We’ve assembled the following list of common pitfalls and, based on our experience developing hundreds of apps, offer our guidance for avoiding them.
Pitfall #1: Failing to Validate the Need
The success of your app depends on converting app downloads into customer engagement. In order to achieve that, your app needs to deliver services that fit actual (not assumed) customer problems.
Apps that thrive today do so because their creators recognized unmet customer needs. Take Instagram as an example. When the app debuted, its primary function was letting users check-in to locations, make plans for meeting up with friends, and sharing pictures. But those capabilities were already available through FourSquare, which was wildly popular at the time. To survive, the company pivoted and created Instagram, which stripped the app back to its photo sharing and tagging capabilities (something FourSquare lacked).
Instagram had to backtrack and validate the need after releasing an initial product, but your company may be able to get it right the first time if you start by truly empathizing with your target user. They key is selecting a development partner that has expertise in customer research and CX (customer experience).
Pitfall #2: Not Investing in an Architect
You may be considering having your internal team design and release your app to the market to minimize your initial investment. But consider the amount of time that your internal team would be able to dedicate to the app. For most, app development will be competing with other responsibilities. Application architects are able to build and deploy the app more quickly, as well as provide the necessary maintenance and support your customers will expect after the app is released. Drawing from their work developing other apps for other companies, mobile architects know how to leverage the latest technologies and avoid the common obstacles that slow down development. If there is a bug or system failure, the architect team you’ve partnered with can be there to fix the problem with 24/7 availability. Overall, partnering with an architect gives you a faster product delivery and stability in application performance.

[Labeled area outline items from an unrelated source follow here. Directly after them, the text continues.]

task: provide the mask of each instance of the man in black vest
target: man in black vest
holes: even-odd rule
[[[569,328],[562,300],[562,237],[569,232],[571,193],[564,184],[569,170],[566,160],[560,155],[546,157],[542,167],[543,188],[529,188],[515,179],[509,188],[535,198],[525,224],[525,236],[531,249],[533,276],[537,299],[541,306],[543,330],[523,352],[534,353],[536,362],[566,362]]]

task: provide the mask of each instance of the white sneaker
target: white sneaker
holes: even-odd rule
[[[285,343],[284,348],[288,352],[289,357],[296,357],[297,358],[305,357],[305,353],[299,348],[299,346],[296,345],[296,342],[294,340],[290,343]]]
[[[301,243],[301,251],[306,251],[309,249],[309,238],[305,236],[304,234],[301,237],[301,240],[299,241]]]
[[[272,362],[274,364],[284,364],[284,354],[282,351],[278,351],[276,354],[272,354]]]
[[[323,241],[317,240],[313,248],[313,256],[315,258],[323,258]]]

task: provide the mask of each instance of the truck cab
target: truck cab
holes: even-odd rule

Pitfall #3: Failing to Think Through Onboarding
Forrester reveals that 75% of active users are lost within three days of an app’s installation. To prevent losing the customers you’ve worked so hard to attain, think through the signup process for your app. Create an easy and seamless signup process, followed by an intuitive introduction to the app that shows your users how to take advantage of app features. You should also have a strategy for encouraging customers to continuously engage with your app, which could involve push notifications or rewards points. Developing an effective onboarding plan should begin early, ideally long before your app’s launch date.
Pitfall #4: Disregarding Analytics
Data about how your customers are using your app is your most precious resource. Your business can analyze user behavior to create a roadmap for maximizing user engagement. What features are customers using? Which are they ignoring? How much time are they spending in the app, and at what point within the app experience do they exit? These data points should drive any product pivots. To take full advantage of mobile app analytics, it is important to have measures of evaluating app performance and user engagement that are both predetermined and dynamic.
Pitfall #5: Waiting too Long to Release
Speed to market is critical in our digital age. Delaying your product launch in order to include every feature on your wish list gives competitors an opportunity to launch first and capture your target audience. Instead of striving for production, develop a launch plan that begins with an MVP (minimal viable product). Then, apply user analytics to create incremental improvements to your product. The best course of action is to release early and update often. Look to release a minimally viable product as you first version.
To keep your app aligned with your business goals, keep watch for these common obstacles and take immediate action to correct them early in the development process.